200mg/day Looks Like*:
- 2 small cups of normal strength coffee (avg. 100mg each)
- 8 cans of coke (though we don’t recommend drinking this many, they have 29mg each).
- 2 Pints of Ben & Jerry’s Coffee Buzz Ice Cream (72 mg each)
- 4 cups 6 oz. of green or black tea (about 40-45mg each)
- 5 oz. of 80% cocoa dark chocolate
- 2 Tall Starbucks Iced Coffee with milk (90mg each) (remember no milk means more caffeine!)
- 2 short Caffe Misto (75mg each)
- 1 Short Starbucks coffee (high caffeine blends, 180mg each)
- 2 Short or Tall hot expresso drinks (i.e. latte, mocha) (75mg each)
*What to Consider
This caffeine content list gives you general estimates. Amounts will vary across product varieties. For example, you may be served or you may purchase a higher caffeine coffee blend, accidentally upping your intake. Be sure to check the label or ask the barista to be sure.
You should also consider checking the label when something contains coffee or dark chocolate flavor. Depending on how natural the flavor is, you may need to factor that into your daily intake.

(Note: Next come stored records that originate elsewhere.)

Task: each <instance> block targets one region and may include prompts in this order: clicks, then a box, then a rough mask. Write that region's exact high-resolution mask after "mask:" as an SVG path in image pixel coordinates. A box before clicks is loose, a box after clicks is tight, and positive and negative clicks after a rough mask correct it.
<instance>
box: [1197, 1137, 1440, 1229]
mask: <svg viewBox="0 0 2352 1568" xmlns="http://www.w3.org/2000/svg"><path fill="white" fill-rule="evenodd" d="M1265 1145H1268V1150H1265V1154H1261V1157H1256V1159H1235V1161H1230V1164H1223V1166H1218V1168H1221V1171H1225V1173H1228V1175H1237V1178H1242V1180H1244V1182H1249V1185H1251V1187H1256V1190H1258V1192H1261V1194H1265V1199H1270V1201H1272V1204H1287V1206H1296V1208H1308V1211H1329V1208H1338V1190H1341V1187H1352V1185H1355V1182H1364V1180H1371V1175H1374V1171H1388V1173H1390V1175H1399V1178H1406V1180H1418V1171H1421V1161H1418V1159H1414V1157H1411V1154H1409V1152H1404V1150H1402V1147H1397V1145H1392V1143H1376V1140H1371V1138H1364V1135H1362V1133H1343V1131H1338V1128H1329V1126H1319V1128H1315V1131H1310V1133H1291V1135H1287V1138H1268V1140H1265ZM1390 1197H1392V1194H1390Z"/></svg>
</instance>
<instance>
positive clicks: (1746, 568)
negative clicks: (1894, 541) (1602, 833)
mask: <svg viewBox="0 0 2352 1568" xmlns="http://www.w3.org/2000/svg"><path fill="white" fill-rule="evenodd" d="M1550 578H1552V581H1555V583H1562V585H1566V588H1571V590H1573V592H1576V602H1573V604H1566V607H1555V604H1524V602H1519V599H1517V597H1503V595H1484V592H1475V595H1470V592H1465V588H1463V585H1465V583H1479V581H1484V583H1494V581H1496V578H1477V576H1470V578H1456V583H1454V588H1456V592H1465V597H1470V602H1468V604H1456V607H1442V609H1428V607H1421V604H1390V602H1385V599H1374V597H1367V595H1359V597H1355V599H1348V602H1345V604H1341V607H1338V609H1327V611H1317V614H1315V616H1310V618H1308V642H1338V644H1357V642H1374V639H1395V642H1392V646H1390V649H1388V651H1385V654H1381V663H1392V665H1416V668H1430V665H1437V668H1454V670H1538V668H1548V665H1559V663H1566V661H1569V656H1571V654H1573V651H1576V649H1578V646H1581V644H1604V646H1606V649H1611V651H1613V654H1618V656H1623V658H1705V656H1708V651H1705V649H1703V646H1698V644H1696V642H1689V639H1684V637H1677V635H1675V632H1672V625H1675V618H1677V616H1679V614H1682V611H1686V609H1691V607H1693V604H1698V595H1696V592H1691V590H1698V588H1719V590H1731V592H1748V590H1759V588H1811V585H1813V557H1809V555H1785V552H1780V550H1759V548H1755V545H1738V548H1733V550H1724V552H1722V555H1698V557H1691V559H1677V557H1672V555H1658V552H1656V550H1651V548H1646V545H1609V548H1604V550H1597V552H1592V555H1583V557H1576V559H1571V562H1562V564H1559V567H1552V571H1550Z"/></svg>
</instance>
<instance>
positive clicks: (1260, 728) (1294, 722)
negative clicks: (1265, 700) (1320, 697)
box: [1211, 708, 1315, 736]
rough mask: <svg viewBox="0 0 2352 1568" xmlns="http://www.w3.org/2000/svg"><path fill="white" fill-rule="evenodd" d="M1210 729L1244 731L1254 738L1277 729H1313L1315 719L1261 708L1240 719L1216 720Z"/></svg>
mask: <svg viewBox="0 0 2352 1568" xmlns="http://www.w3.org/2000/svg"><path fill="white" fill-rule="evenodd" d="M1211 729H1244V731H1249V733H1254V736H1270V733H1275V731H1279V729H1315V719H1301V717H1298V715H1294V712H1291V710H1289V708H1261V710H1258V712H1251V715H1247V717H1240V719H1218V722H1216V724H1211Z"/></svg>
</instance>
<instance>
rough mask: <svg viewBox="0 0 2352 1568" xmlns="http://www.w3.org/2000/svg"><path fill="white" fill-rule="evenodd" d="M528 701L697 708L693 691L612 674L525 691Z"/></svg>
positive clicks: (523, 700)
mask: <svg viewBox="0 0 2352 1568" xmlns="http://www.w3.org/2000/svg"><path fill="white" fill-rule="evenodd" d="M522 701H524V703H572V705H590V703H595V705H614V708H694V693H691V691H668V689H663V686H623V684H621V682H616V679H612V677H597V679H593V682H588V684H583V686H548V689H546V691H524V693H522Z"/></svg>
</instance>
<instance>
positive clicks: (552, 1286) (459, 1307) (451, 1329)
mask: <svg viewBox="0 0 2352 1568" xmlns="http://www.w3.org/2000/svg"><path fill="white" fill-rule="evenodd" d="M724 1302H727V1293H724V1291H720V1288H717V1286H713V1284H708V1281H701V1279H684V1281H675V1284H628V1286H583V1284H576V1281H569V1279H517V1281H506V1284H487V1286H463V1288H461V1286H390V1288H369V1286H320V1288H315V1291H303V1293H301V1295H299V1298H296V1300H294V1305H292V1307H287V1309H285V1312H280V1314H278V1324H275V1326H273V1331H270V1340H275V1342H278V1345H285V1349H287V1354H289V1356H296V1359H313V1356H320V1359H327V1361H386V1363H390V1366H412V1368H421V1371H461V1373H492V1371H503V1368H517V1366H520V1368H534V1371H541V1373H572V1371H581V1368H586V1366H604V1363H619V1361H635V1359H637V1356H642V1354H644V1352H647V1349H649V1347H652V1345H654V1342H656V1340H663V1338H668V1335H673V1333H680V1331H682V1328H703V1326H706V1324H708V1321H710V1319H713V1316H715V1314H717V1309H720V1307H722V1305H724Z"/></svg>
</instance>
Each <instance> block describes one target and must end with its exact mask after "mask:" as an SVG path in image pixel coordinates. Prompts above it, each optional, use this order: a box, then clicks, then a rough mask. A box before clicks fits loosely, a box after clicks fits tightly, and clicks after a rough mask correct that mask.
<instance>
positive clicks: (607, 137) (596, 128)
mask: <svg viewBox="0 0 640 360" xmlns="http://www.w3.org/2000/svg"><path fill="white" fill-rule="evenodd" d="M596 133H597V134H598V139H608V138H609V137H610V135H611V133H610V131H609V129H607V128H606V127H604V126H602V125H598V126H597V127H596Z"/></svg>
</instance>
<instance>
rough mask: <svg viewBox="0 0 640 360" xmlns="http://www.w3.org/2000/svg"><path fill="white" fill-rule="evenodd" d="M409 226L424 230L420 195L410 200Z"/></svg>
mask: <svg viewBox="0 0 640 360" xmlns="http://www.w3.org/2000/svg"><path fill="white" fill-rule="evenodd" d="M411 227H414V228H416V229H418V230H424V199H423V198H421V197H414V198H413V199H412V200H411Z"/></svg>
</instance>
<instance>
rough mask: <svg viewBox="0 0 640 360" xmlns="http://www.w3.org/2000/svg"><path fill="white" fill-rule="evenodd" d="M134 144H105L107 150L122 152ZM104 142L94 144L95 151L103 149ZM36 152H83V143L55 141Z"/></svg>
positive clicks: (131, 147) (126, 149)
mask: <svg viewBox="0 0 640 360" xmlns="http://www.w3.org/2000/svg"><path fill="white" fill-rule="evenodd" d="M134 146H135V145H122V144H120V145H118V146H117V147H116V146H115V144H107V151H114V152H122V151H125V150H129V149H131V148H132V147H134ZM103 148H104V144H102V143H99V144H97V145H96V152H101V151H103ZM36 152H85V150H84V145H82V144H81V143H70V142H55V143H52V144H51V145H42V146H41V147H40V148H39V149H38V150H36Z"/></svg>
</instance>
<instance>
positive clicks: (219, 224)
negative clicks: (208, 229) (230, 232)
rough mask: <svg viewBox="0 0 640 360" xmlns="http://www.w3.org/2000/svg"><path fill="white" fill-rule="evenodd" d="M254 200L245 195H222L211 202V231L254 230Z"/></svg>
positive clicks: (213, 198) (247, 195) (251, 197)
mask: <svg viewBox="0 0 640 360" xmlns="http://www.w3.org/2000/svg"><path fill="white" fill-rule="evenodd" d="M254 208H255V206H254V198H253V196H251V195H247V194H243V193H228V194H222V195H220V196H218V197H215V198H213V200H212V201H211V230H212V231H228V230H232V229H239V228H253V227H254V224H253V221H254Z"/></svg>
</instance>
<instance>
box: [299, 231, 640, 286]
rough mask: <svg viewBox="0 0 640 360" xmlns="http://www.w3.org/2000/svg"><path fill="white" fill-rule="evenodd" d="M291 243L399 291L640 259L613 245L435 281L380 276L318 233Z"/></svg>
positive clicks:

The best way to know how much caffeine you’re having a day is to write down the caffeine products you typically eat or drink. Then, either make a mental note or write down whenever you consume it. Over a few days, you’ll have an idea of what your general caffeine intake is and how much you need to cut down.
Summary on Caffeine During Pregnancy Trimesters
There’s not enough evidence to say how caffeine affects pregnancy. Some studies show that in higher amounts, it may be associated with preterm birth and/or miscarriage. Although the connection isn’t clear, most experts, including the ACOG, recommend keeping caffeine intake to below 200mg per day. This is usually around 2 cups of normal strength coffee. However, be careful about high-caffeine varieties that may be served in cafes. Caffeine can also be found in foods such as dark chocolate or coffee flavors, so be sure to factor that in too. Some women prefer to play it safe by aiming well below the 200mg limit.